The Zika Virus

With all of the coverage in the news lately about Zika virus, it is understandable that parents have questions. Following are the facts you need to know about this virus. For the latest information about Zika, visit the Centers for Disease Control & Prevention Zika Resource Center.


Zika is a virus transmitted to humans through the bite of infected Aedes mosquitoes. It can cause the following symptoms:

  • Rash
  • Fever
  • Pink Eye
  • Joint Pain

Many people who have Zika will never know they were infected. Symptoms are usually mild and clear up in less than a week.


Zika can be a serious disease, particularly when it occurs in a pregnant woman. Infection during pregnancy can result in serious birth defects, including microcephaly (a smaller than normal brain and head associated with a wide range of physical and developmental issues).

Although most children and adults infected with Zika will only have mild illness, a small number may suffer complications involving the brain and nervous system (such as temporary or permanent paralysis). Deaths from Zika are rare.

While there is no vaccine to protect against Zika infection, the public, particularly pregnant women, are encouraged to refrain from traveling to areas where the outbreak is growing.

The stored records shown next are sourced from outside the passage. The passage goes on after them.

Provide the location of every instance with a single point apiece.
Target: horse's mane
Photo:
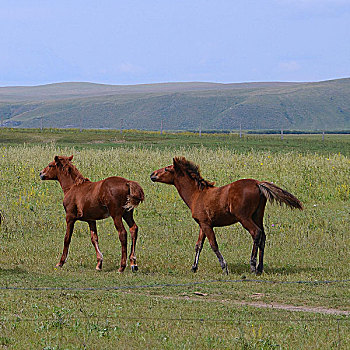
(192, 170)
(70, 169)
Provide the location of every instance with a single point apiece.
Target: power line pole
(81, 123)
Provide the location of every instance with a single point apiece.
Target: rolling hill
(182, 106)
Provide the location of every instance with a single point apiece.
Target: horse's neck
(187, 188)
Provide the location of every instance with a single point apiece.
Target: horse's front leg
(198, 249)
(209, 233)
(123, 240)
(94, 241)
(128, 217)
(67, 238)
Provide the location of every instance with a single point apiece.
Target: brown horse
(89, 201)
(241, 201)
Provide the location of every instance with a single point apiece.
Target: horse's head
(165, 175)
(54, 168)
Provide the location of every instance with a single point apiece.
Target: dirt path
(258, 304)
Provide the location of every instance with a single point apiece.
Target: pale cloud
(127, 67)
(289, 66)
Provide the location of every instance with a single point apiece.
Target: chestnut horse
(89, 201)
(241, 201)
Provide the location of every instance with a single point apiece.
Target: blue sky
(149, 41)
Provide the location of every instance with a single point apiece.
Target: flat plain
(164, 305)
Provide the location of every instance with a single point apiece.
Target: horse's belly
(97, 213)
(224, 220)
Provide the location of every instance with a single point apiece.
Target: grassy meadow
(164, 305)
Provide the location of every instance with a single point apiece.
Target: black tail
(274, 193)
(135, 197)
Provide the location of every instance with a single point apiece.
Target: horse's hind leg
(118, 223)
(94, 241)
(198, 249)
(129, 219)
(256, 234)
(258, 218)
(67, 238)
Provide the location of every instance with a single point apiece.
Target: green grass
(301, 246)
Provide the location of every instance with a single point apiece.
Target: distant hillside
(181, 106)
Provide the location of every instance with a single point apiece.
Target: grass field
(165, 305)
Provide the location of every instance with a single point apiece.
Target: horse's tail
(135, 196)
(274, 193)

As of July 2016, no cases of Zika that have been transmitted locally by a mosquito bite have been reported in Texas, but Zika has been diagnosed in travelers returning to Texas from other countries.

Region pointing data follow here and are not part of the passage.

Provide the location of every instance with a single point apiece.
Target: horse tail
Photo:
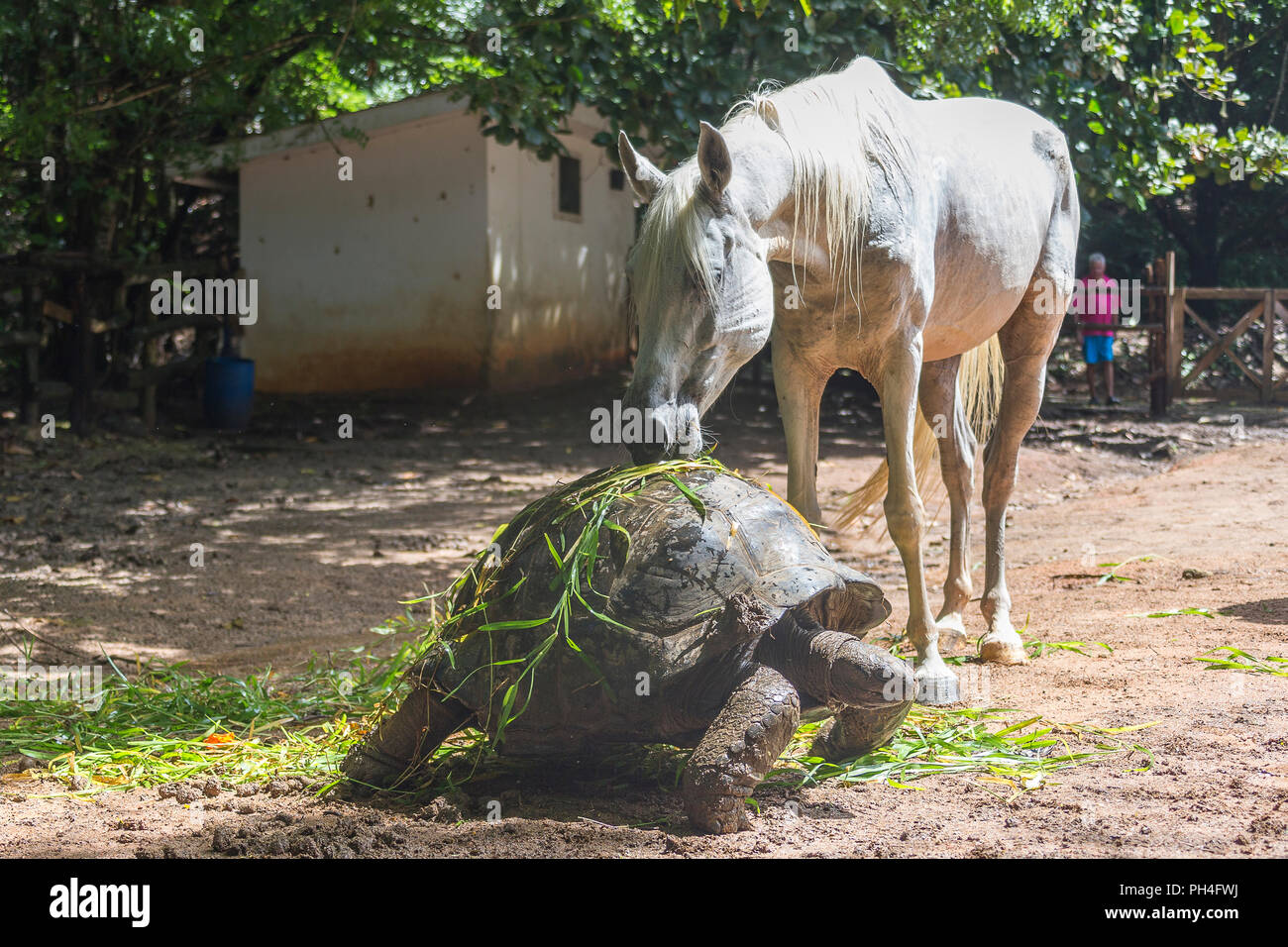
(979, 395)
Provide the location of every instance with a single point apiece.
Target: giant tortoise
(690, 607)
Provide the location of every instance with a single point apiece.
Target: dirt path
(309, 540)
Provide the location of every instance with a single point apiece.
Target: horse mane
(840, 128)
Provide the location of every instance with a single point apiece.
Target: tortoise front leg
(871, 688)
(738, 749)
(402, 741)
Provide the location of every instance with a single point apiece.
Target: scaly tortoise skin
(738, 620)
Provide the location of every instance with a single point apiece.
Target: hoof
(952, 634)
(1003, 648)
(936, 684)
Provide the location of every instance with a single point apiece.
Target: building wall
(562, 281)
(374, 282)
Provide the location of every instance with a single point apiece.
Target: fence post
(1175, 329)
(1267, 350)
(30, 357)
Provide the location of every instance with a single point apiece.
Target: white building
(447, 261)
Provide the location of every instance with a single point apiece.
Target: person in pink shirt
(1099, 308)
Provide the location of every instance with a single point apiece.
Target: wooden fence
(1168, 313)
(91, 296)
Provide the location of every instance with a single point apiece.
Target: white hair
(840, 129)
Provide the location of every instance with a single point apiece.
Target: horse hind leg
(906, 517)
(1026, 341)
(943, 410)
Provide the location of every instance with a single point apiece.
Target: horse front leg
(941, 407)
(906, 517)
(799, 384)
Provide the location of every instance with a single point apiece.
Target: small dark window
(570, 185)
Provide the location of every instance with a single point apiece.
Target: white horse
(911, 241)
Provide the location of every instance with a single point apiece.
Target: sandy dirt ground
(310, 539)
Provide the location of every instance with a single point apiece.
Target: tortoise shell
(661, 583)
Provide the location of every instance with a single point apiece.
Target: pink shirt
(1099, 304)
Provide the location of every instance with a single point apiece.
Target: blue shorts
(1098, 348)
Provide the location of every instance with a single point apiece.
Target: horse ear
(713, 159)
(645, 179)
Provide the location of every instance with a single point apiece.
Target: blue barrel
(230, 392)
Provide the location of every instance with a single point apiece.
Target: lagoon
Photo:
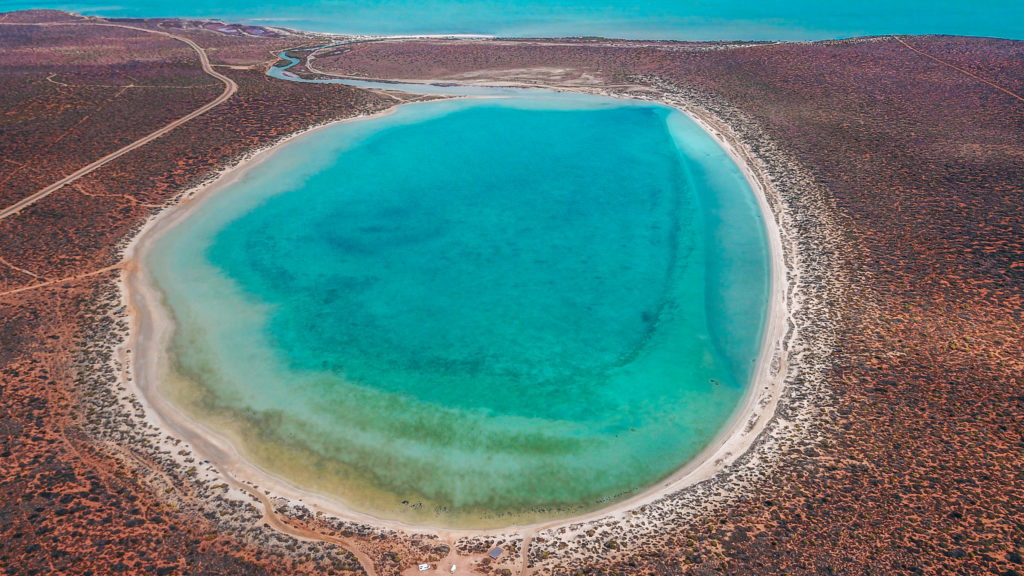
(476, 312)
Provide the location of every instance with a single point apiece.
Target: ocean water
(473, 313)
(669, 19)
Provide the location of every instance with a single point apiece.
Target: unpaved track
(229, 88)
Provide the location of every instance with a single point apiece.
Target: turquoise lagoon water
(670, 19)
(473, 313)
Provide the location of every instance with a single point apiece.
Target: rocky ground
(895, 168)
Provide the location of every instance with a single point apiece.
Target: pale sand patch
(151, 329)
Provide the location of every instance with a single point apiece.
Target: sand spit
(779, 414)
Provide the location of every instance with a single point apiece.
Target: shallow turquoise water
(474, 311)
(712, 19)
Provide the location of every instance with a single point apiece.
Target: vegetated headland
(893, 167)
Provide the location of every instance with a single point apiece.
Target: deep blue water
(694, 19)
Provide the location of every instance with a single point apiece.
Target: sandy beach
(145, 360)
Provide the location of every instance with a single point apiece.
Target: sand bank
(152, 327)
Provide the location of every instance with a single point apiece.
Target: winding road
(229, 88)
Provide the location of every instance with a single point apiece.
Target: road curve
(229, 88)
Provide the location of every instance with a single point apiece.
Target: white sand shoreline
(151, 328)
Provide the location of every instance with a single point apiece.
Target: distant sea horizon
(656, 19)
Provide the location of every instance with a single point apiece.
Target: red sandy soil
(69, 503)
(920, 469)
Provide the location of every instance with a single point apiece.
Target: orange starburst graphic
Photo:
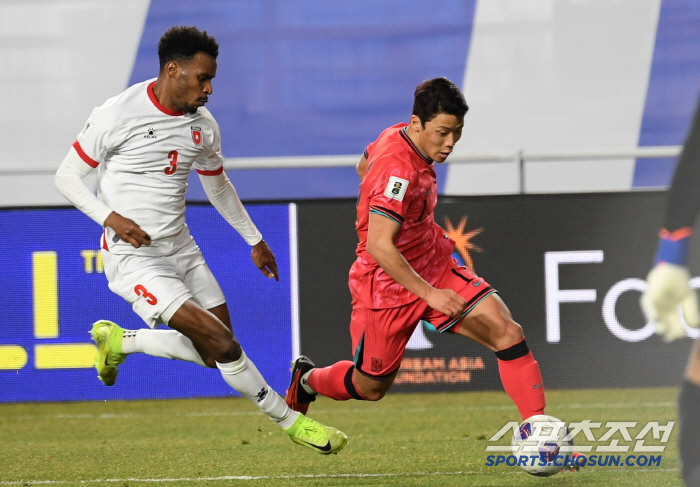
(462, 239)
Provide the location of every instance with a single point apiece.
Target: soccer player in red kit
(405, 273)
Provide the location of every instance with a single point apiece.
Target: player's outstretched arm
(264, 259)
(361, 167)
(69, 182)
(668, 280)
(380, 245)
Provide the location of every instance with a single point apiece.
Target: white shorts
(156, 287)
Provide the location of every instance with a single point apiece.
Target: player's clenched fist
(667, 287)
(446, 301)
(127, 230)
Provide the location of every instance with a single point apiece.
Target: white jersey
(144, 153)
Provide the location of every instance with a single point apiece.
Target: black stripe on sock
(518, 350)
(349, 386)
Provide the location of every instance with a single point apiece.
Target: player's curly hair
(436, 96)
(179, 43)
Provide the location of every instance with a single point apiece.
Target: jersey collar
(404, 134)
(160, 107)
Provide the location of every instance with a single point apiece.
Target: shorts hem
(446, 326)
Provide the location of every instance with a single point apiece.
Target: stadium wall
(570, 268)
(310, 78)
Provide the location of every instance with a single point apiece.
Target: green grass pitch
(403, 440)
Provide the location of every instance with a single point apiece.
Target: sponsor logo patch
(396, 189)
(86, 130)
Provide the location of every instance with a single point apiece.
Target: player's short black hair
(436, 96)
(179, 43)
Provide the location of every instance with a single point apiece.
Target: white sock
(161, 343)
(243, 376)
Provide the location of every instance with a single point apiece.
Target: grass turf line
(405, 439)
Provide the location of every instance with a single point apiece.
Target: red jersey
(399, 184)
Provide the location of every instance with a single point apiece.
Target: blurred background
(555, 193)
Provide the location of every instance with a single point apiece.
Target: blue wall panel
(674, 85)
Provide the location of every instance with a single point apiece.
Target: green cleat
(108, 338)
(321, 439)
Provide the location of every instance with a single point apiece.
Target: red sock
(335, 381)
(522, 381)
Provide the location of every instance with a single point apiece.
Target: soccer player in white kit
(144, 142)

Because Aedes mosquitoes are very common in Texas and across the Gulf Coast, these Zika cases among returning travelers could result in local spread of the virus.


Mosquitoes can carry Zika from person to person. If a mosquito bites a person with Zika and then a person without, the second person could get Zika from the first. The mosquitoes that spread Zika virus bite both indoors and outdoors. The Zika virus can also be spread through sexual contact with a partner who has Zika. Pregnant women can transmit Zika to their fetuses.

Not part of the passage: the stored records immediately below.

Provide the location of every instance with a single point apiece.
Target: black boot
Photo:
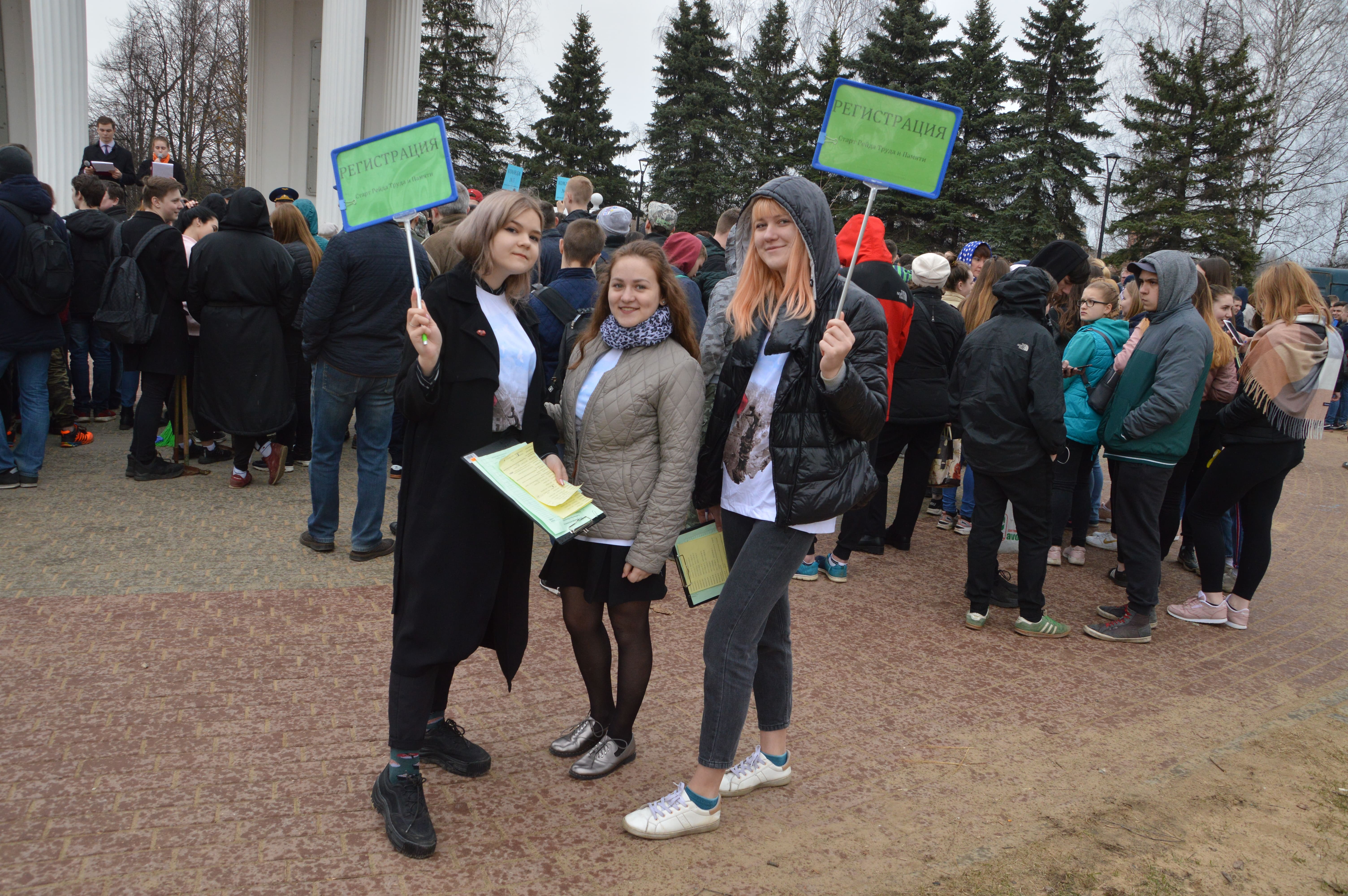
(402, 802)
(447, 747)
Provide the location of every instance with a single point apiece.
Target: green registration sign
(394, 174)
(886, 138)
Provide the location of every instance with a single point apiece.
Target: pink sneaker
(1198, 610)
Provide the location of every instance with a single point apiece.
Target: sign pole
(412, 259)
(857, 250)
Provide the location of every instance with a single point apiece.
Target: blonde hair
(764, 293)
(1284, 290)
(1223, 351)
(978, 308)
(475, 234)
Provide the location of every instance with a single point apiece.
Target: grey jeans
(747, 649)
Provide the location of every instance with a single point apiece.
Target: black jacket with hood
(1006, 391)
(244, 289)
(817, 438)
(91, 250)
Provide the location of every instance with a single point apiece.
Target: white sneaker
(755, 771)
(672, 816)
(1105, 541)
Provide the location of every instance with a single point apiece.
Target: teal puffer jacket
(1090, 349)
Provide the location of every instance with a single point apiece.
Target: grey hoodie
(1150, 418)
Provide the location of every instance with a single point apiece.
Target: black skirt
(599, 571)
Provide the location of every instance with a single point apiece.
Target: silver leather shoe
(605, 759)
(579, 739)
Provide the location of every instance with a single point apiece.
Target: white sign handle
(857, 250)
(412, 259)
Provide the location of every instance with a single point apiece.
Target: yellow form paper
(703, 561)
(528, 471)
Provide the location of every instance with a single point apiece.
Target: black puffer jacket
(817, 438)
(1006, 391)
(91, 248)
(922, 371)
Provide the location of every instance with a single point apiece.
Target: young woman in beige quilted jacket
(630, 417)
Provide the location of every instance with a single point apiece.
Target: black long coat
(164, 265)
(244, 290)
(443, 610)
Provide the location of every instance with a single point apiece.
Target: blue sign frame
(449, 166)
(950, 149)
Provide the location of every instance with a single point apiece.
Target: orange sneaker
(76, 436)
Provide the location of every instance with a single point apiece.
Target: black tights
(1249, 475)
(595, 657)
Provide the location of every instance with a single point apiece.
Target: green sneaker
(1047, 627)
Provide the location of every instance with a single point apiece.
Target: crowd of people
(768, 375)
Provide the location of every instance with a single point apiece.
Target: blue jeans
(333, 397)
(967, 504)
(32, 370)
(83, 340)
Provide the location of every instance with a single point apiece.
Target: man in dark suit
(108, 150)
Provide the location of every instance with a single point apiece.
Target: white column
(343, 94)
(61, 94)
(404, 68)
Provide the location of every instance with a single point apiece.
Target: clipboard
(486, 463)
(700, 553)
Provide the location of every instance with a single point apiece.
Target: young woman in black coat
(476, 379)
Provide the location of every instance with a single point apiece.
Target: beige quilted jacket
(641, 436)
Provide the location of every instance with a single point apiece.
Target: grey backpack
(125, 313)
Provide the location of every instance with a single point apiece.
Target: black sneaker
(1005, 593)
(1128, 629)
(402, 802)
(216, 455)
(447, 747)
(1118, 612)
(157, 470)
(1190, 558)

There are three simple things you can do to reduce the risk of being bitten by a mosquito and becoming infected with Zika:

  • Apply a DEET-containing insect repellent if you plan to be outdoors where mosquitoes are present. DEET is the most effective form of insect repellent and it is safe for pregnant women, breastfeeding women and children older than two months of age. Follow instructions on the product. Do not apply insect repellent onto a child’s hands, eyes or mouth, or onto a cut or irritated skin. Insect repellent may need to be reapplied. If you are also using sunscreen, apply sunscreen first and insect repellent second. 
  • If possible, use air conditioning and close windows and doors to keep mosquitoes out of your home. Repair or replace damaged screens on windows or doors. Inspect screens throughout the house. Simple duct tape can be used to repair holes in screens.
  • Inspect the area around your home and eliminate the places mosquitoes can use to lay eggs. Mosquitoes need standing water to reproduce. Empty, turn over, cover or throw out anything that can hold standing water, including old tires, buckets, planters, plastic pools, birdbaths, flower pots, trash cans, cups, toys, etc.